As is customary following such a hit – Kristen Roupenian, for example, was offered a seven-figure advance for her debut book after her short story “Cat Person” became one of the New Yorker’s most-read pieces in 2017 – a collection of Hauser’s work was swiftly snapped up. “The Crane Wife” was appealing because of its intimacy, its digital-friendly pith, its weaving of a Japanese folk tale with the gut-punch of reality. In The Crane Wife, in which she explores romantic escapades throughout her life, there is wryness and certainly online vernacular – “The thing about chatting with people on Tinder is that it is boring” – but less of the precision that made her Paris Review piece fly. She meanders and reflects through literature (Daphne du Maurier’s Rebecca) and cinema (the classic romcom The Philadelphia Story). And yet it is still “The Crane Wife”, wedged somewhere in the middle, that stands out.
By Emily Bootle
[See also: When women were warriors: the forgotten female leaders of the Middle Ages]
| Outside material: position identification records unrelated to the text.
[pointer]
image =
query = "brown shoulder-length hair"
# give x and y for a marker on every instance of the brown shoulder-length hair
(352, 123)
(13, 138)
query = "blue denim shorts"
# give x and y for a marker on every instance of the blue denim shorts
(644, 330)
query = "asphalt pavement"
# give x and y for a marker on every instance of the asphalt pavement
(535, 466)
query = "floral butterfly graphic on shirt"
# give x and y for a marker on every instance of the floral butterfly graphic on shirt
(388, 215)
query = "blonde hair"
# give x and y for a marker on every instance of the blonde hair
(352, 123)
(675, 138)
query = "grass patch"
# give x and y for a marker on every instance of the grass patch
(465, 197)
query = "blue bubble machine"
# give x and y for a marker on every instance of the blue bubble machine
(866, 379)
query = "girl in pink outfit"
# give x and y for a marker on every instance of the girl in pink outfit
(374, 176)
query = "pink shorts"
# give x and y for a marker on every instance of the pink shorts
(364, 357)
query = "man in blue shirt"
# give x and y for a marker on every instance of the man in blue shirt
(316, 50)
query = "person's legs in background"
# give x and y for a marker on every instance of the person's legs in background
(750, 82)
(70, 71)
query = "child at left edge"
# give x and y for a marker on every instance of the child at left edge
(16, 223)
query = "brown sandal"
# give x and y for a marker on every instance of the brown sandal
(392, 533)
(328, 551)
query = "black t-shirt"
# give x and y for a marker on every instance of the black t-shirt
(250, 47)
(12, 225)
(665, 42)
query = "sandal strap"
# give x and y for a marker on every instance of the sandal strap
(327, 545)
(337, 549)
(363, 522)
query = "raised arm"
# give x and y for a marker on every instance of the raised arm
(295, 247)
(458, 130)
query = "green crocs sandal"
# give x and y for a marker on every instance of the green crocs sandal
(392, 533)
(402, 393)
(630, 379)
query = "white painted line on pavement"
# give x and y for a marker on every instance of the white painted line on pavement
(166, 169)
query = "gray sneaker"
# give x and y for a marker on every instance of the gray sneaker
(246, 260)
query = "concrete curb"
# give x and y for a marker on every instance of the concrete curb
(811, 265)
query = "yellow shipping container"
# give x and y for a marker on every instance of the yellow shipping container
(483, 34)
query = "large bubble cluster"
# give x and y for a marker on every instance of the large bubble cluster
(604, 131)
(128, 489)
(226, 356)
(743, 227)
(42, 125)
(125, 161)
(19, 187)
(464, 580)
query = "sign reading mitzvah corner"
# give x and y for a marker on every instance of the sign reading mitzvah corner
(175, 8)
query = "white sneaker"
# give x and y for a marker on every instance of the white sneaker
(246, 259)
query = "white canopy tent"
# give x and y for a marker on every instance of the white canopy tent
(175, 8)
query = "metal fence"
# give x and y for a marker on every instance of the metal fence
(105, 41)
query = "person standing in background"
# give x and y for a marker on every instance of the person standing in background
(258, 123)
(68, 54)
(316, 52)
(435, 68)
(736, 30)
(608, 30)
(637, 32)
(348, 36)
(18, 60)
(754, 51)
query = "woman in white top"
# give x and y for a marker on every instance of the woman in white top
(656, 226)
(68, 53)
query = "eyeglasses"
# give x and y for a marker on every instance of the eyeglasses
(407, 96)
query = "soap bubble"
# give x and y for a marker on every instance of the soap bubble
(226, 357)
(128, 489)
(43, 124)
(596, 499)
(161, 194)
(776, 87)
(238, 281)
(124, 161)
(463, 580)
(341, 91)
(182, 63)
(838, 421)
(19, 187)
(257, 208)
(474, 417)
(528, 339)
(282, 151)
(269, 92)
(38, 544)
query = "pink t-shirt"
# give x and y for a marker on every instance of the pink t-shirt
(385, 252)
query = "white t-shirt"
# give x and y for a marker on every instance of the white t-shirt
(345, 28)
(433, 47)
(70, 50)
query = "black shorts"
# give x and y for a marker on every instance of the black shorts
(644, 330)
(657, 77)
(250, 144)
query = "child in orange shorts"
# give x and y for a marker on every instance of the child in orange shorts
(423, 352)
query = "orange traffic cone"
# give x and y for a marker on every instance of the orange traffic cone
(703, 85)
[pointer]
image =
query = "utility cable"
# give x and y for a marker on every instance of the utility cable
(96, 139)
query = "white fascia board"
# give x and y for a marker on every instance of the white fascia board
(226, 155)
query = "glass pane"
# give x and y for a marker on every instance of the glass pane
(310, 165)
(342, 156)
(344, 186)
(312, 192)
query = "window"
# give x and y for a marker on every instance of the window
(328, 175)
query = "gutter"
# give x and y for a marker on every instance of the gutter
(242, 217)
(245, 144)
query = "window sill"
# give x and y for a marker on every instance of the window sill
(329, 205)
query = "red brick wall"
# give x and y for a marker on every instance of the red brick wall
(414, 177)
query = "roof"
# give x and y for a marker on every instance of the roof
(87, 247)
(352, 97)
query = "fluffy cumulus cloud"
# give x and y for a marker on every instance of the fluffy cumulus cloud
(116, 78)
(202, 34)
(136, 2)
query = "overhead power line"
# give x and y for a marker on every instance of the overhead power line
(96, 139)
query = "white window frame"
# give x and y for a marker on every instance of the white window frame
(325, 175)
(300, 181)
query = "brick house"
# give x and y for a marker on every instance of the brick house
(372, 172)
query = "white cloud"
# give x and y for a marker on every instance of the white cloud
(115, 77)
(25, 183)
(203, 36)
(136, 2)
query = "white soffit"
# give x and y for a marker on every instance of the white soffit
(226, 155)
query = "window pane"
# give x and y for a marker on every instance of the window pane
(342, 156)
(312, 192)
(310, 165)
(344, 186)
Original Sins: A Memoir by Matt Rowland Hill
Chatto & Windus, 320pp, £16.99
The life of a heroin addict can seem in many ways eventless – the “monotony” of scoring and shooting up occasionally “interrupted by some lurid drama”. But to those for whom this Ur-drug remains a mystery, it’s irresistibly interesting. This built-in voyeurism doesn’t remotely account for why Matt Rowland Hill’s debut is so spectacularly riveting – as well as very funny, sad and wise. A memoir about becoming disenchanted with the evangelical faith of his parents, discovering heroin at Oxford University and then spending a decade in the throes of addiction, Hill’s book is superbly made – from its taut construction to its immaculate sentences, full of perfectly judged verbs and arresting metaphors.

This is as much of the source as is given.